Sittin' Here on Capitol Hill...Posted by Lisa Franzetta, ALDF's Director of Communications on September 21st, 2009
One of my favorite arguments against the notion that animals have rights, in terms of its sheer ridiculousness, sounds something like this—“So what, you want to give dogs the right to vote??” Much as I’d enjoy the scene down at my local polling place if that scenario were to play out, most dogs I’ve met are much more interested in, say, sniffing each other’s butts and those peanut-butter filled rubber toys than in direct engagement in the political process. Animals—get ready for it—can’t vote! Their little paws just can’t reach the levers. But that doesn’t mean they don’t have interests that are very much affected by the laws of our land.
That’s why a big part of ALDF’s work is to act as voice for animals in the political process. We provide resources to help advocates contact their elected officials and suggest guidelines for strategically working with them to help animals. We draft model laws on all sorts of animal related issues, providing lawmakers who want to take up the cause of animal protection with strong foundations for proposing legislation. For instance, in the wake of Michael Vick’s infamous dogfighting conviction, the Virginia legislature passed, and the governor subsequently signed, an ALDF-drafted bill that gives law enforcement stronger tools to go after dogfighting operations.
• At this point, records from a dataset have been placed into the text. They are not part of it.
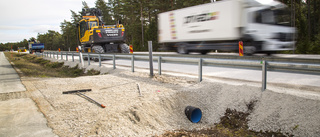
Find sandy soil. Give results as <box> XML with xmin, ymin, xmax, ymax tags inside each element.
<box><xmin>22</xmin><ymin>65</ymin><xmax>320</xmax><ymax>136</ymax></box>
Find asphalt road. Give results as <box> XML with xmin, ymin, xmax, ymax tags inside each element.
<box><xmin>47</xmin><ymin>52</ymin><xmax>320</xmax><ymax>88</ymax></box>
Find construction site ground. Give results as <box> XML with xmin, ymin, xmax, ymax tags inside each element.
<box><xmin>0</xmin><ymin>52</ymin><xmax>320</xmax><ymax>136</ymax></box>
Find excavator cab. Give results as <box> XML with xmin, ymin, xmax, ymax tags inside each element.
<box><xmin>77</xmin><ymin>8</ymin><xmax>129</xmax><ymax>53</ymax></box>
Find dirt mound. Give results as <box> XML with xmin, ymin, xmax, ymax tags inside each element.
<box><xmin>23</xmin><ymin>71</ymin><xmax>320</xmax><ymax>136</ymax></box>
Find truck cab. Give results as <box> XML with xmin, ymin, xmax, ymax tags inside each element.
<box><xmin>242</xmin><ymin>1</ymin><xmax>296</xmax><ymax>54</ymax></box>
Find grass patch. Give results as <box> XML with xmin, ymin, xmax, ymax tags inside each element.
<box><xmin>5</xmin><ymin>52</ymin><xmax>100</xmax><ymax>77</ymax></box>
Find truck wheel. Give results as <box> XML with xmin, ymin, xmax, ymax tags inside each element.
<box><xmin>120</xmin><ymin>43</ymin><xmax>130</xmax><ymax>53</ymax></box>
<box><xmin>177</xmin><ymin>46</ymin><xmax>189</xmax><ymax>54</ymax></box>
<box><xmin>92</xmin><ymin>45</ymin><xmax>104</xmax><ymax>53</ymax></box>
<box><xmin>243</xmin><ymin>41</ymin><xmax>257</xmax><ymax>56</ymax></box>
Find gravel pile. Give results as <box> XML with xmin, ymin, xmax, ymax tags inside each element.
<box><xmin>22</xmin><ymin>62</ymin><xmax>320</xmax><ymax>136</ymax></box>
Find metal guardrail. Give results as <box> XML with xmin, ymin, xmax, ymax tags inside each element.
<box><xmin>37</xmin><ymin>52</ymin><xmax>320</xmax><ymax>91</ymax></box>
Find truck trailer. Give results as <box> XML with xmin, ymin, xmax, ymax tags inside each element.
<box><xmin>158</xmin><ymin>0</ymin><xmax>296</xmax><ymax>55</ymax></box>
<box><xmin>29</xmin><ymin>42</ymin><xmax>44</xmax><ymax>54</ymax></box>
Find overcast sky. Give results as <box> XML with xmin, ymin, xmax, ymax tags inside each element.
<box><xmin>0</xmin><ymin>0</ymin><xmax>96</xmax><ymax>43</ymax></box>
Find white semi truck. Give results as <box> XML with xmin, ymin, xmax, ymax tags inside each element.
<box><xmin>158</xmin><ymin>0</ymin><xmax>296</xmax><ymax>54</ymax></box>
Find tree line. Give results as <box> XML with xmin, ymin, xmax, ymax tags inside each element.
<box><xmin>0</xmin><ymin>0</ymin><xmax>320</xmax><ymax>54</ymax></box>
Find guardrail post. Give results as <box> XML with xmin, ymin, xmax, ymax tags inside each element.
<box><xmin>88</xmin><ymin>53</ymin><xmax>90</xmax><ymax>66</ymax></box>
<box><xmin>198</xmin><ymin>58</ymin><xmax>202</xmax><ymax>82</ymax></box>
<box><xmin>148</xmin><ymin>41</ymin><xmax>153</xmax><ymax>77</ymax></box>
<box><xmin>72</xmin><ymin>52</ymin><xmax>74</xmax><ymax>62</ymax></box>
<box><xmin>99</xmin><ymin>53</ymin><xmax>101</xmax><ymax>67</ymax></box>
<box><xmin>112</xmin><ymin>54</ymin><xmax>116</xmax><ymax>69</ymax></box>
<box><xmin>158</xmin><ymin>56</ymin><xmax>161</xmax><ymax>75</ymax></box>
<box><xmin>131</xmin><ymin>55</ymin><xmax>134</xmax><ymax>72</ymax></box>
<box><xmin>261</xmin><ymin>60</ymin><xmax>267</xmax><ymax>91</ymax></box>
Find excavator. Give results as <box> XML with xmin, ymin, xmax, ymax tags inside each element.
<box><xmin>77</xmin><ymin>8</ymin><xmax>130</xmax><ymax>53</ymax></box>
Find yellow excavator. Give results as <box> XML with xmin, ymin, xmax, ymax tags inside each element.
<box><xmin>77</xmin><ymin>8</ymin><xmax>130</xmax><ymax>53</ymax></box>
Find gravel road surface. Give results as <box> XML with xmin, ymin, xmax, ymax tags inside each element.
<box><xmin>22</xmin><ymin>57</ymin><xmax>320</xmax><ymax>136</ymax></box>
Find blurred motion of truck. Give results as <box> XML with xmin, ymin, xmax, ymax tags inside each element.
<box><xmin>158</xmin><ymin>0</ymin><xmax>296</xmax><ymax>55</ymax></box>
<box><xmin>18</xmin><ymin>47</ymin><xmax>27</xmax><ymax>52</ymax></box>
<box><xmin>29</xmin><ymin>41</ymin><xmax>44</xmax><ymax>54</ymax></box>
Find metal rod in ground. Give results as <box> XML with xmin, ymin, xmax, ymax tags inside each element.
<box><xmin>62</xmin><ymin>89</ymin><xmax>91</xmax><ymax>94</ymax></box>
<box><xmin>137</xmin><ymin>84</ymin><xmax>142</xmax><ymax>96</ymax></box>
<box><xmin>77</xmin><ymin>92</ymin><xmax>106</xmax><ymax>108</ymax></box>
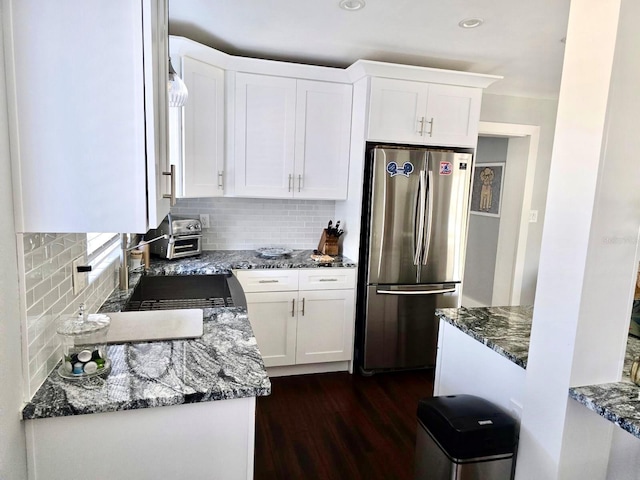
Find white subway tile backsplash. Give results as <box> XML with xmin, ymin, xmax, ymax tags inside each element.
<box><xmin>18</xmin><ymin>233</ymin><xmax>117</xmax><ymax>398</ymax></box>
<box><xmin>171</xmin><ymin>198</ymin><xmax>337</xmax><ymax>250</ymax></box>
Sounds simple enough—write a law, find a legislator to support it, and, bingo!—rabblerousing cats in your county are no longer allowed to purchase catnip on Sundays. The truth that you’ll hear from any animal advocate who has done the painstaking work of lobbying for animals in their state capital or in the federal government, though, is that passing good laws for animals can be a true exercise in patience. Bills die in session, are killed in committees—it’s carnage out there for would-be animal protection laws! It’s vitally important work—but those who take it on know they’ll be digging in their heels for a long battle. The other day, I was reading up on “Bark the Vote!” a South Dakota group who is pushing for a felony law in their state. (That’s right—along with a handful of other states, South Dakota has no felony cruelty law, meaning that no matter how violently a criminal there abuses or tortures an animal, he or she cannot be charged with a felony.) On their website, I came across this brilliant old Schoolhouse Rock video about how an admittedly very hangdog bill becomes a law:
For those of you who, like me, spent much of the 70s and 80s in a trancelike state in front of your television, you’ll probably remember every word. Little did I realize back then I was getting an early lesson in the tenacity required to see a bill through to its victory dance on the steps of the White House.